These were already in place in advance of the project’s launch and included Nielsen Book and Libraries Connected (a charity that promotes innovation and accessibility throughout the library and information profession and represents all public library services in England, Wales, and Northern Ireland), in addition to the UK’s largest e-book providers.

Relationship building in these early stages was crucial to National Shelf Service’s successful launch. And what a launch it was! Bobby Seagull, the nation’s favorite math teacher and a powerful advocate for literacy and libraries, kicked us off in style with a promo video. This was followed by librarian Angela Foster’s recommendation of the CILIP Carnegie and Kate Greenaway Medal winning classic A Monster Calls.

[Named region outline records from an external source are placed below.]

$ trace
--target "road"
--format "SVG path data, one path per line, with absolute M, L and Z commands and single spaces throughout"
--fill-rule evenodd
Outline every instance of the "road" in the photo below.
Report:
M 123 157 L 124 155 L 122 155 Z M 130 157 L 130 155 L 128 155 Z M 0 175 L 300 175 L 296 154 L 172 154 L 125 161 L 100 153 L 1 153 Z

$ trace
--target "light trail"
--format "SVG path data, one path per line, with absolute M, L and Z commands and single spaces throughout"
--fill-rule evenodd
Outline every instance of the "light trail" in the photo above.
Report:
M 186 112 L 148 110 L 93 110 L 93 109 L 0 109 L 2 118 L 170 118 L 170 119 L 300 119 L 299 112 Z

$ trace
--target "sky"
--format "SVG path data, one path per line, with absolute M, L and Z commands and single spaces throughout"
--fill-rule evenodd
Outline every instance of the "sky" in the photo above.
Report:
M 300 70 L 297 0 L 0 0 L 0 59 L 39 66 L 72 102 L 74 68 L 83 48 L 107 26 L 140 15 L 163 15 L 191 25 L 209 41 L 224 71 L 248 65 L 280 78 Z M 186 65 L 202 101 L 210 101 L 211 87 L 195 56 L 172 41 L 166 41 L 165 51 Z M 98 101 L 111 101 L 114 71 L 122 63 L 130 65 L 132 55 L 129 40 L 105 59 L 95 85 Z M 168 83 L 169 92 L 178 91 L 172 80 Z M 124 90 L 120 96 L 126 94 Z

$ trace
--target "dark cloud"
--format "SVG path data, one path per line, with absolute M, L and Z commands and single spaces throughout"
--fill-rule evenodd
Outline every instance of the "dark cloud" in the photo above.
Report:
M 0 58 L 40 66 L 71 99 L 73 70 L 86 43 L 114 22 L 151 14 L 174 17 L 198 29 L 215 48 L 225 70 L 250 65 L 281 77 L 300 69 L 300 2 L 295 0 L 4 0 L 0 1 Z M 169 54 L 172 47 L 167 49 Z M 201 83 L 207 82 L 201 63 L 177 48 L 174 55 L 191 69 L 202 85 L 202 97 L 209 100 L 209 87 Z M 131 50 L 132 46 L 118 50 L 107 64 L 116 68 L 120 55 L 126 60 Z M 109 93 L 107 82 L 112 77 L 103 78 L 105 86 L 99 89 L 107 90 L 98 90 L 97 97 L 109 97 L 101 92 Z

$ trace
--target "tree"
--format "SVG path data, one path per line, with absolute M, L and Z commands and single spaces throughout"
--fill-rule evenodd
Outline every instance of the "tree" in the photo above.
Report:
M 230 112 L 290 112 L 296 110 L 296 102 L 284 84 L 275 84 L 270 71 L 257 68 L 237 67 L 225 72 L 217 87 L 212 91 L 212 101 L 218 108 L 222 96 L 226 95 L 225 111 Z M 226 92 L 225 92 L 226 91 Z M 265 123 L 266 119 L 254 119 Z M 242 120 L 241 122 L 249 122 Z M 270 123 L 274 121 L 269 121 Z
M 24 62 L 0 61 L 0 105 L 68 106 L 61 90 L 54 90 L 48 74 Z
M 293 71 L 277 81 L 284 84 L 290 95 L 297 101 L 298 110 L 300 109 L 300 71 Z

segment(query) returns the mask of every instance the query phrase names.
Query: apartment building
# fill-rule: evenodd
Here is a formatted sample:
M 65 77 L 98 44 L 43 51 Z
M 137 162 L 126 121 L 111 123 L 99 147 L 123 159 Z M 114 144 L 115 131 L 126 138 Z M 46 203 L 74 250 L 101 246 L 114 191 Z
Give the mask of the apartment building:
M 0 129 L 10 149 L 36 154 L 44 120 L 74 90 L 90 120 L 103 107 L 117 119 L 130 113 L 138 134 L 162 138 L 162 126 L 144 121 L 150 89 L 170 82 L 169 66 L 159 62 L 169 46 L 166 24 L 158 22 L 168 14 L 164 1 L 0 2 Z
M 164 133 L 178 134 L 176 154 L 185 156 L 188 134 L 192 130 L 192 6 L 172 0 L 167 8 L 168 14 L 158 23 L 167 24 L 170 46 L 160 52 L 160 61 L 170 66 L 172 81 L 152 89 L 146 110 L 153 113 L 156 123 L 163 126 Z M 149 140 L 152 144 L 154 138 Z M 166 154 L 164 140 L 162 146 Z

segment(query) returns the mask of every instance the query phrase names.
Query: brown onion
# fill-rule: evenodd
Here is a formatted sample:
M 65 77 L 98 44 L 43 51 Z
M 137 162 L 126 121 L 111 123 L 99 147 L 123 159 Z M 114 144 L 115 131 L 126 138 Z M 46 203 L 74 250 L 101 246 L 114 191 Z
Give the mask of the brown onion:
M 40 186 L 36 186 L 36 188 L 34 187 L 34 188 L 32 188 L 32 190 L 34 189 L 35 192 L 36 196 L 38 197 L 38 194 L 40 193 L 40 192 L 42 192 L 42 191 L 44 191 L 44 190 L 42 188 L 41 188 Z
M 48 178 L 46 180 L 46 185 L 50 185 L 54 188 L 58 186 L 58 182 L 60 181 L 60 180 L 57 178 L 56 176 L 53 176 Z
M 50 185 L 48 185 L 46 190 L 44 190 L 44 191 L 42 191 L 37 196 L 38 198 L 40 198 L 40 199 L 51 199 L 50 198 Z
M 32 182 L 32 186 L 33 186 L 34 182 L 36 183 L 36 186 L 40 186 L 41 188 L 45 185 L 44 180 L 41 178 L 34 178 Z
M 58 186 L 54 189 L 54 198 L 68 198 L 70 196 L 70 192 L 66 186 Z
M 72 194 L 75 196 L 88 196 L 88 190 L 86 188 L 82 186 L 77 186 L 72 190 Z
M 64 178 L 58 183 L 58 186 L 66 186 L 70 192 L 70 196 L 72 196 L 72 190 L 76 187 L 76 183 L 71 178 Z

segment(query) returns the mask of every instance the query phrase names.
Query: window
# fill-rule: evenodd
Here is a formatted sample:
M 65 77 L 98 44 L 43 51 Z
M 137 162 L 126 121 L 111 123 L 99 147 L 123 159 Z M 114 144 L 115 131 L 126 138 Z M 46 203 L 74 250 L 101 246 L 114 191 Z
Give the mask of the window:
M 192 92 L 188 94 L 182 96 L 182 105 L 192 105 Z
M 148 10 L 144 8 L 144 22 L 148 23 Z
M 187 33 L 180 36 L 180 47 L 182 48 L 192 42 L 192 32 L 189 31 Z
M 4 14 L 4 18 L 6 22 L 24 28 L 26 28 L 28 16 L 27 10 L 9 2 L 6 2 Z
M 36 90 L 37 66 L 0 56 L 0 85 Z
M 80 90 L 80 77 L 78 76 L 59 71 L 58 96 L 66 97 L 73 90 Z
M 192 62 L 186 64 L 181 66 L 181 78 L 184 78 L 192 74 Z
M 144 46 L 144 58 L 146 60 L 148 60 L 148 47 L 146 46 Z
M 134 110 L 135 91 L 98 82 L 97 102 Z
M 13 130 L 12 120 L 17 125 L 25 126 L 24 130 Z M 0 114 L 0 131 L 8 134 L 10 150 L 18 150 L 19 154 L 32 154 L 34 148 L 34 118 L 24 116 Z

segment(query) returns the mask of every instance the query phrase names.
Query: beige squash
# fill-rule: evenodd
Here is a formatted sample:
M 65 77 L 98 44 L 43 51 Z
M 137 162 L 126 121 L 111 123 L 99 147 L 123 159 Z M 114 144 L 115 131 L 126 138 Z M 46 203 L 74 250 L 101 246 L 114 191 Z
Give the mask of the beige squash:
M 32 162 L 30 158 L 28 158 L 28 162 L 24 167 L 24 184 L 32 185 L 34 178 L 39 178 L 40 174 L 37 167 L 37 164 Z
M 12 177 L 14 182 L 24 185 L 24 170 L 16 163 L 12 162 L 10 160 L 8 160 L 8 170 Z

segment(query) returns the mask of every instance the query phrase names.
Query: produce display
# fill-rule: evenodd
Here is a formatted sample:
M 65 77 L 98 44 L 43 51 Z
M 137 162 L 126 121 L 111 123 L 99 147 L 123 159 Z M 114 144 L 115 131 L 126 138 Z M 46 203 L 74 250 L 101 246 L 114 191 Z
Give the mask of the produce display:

These two videos alone have been viewed more than 3,000 times by audiences from as far afield as the US, Canada, New Zealand, Australia, Portugal, Spain, Qatar, the United Arab Emirates, and South Korea.

Maintaining momentum after such a brilliant start was a challenge, especially as an increasing number of colleagues began to face redundancy, working from home and being placed on furlough. We engaged our 1,500 membership base through a monthly e-newsletter and were able to enlist ongoing support. But it was a lot of work for us as volunteers alongside our substantive roles. Coming up with daily morning broadcasts for fourteen weeks is mind-boggling; we couldn’t have achieved this without the contributions of more than seventy librarians from across the UK who wanted to reach out to children and families, despite the massive professional and personal constraints of a national lockdown.

In July, we moved to weekly book recommendations with a Throwback Thursday broadcast which re-visited the very best contributed videos. Throughout this time, we also collaborated closely with the UK book industry and with other national awards and initiatives. These included the BookTrust Storytime Prize, Klaus Flugge Prize for Illustration, Little Rebels Prize, and the CILIP Carnegie and Kate Greenaway Medals 2020. National Shelf Service provided an additional forum in which the outstanding achievements of authors and illustrators could be celebrated and shared as widely as possible in the absence of live ceremonies and promotions.

National Shelf Service also invited international contributions and we were delighted to feature some from Canada, Australia, New Zealand, and the US (Louise Lareau, managing librarian, Children’s Center at 42nd Street, The New York Public Library). Lareau brough to life for UK viewers the amazing work of Caldecott and Pura Belpré–winning author and illustrator Yuyi Morales.

When we wrapped up the program in October 2020, we had more than 25,000 YouTube views with 119 episodes broadcast and close to 1,000 subscribers. These broadcasts are now organized into playlists of recommendations for various age groups, so National Shelf Service is a living archive that schools and parents/caregivers can easily access.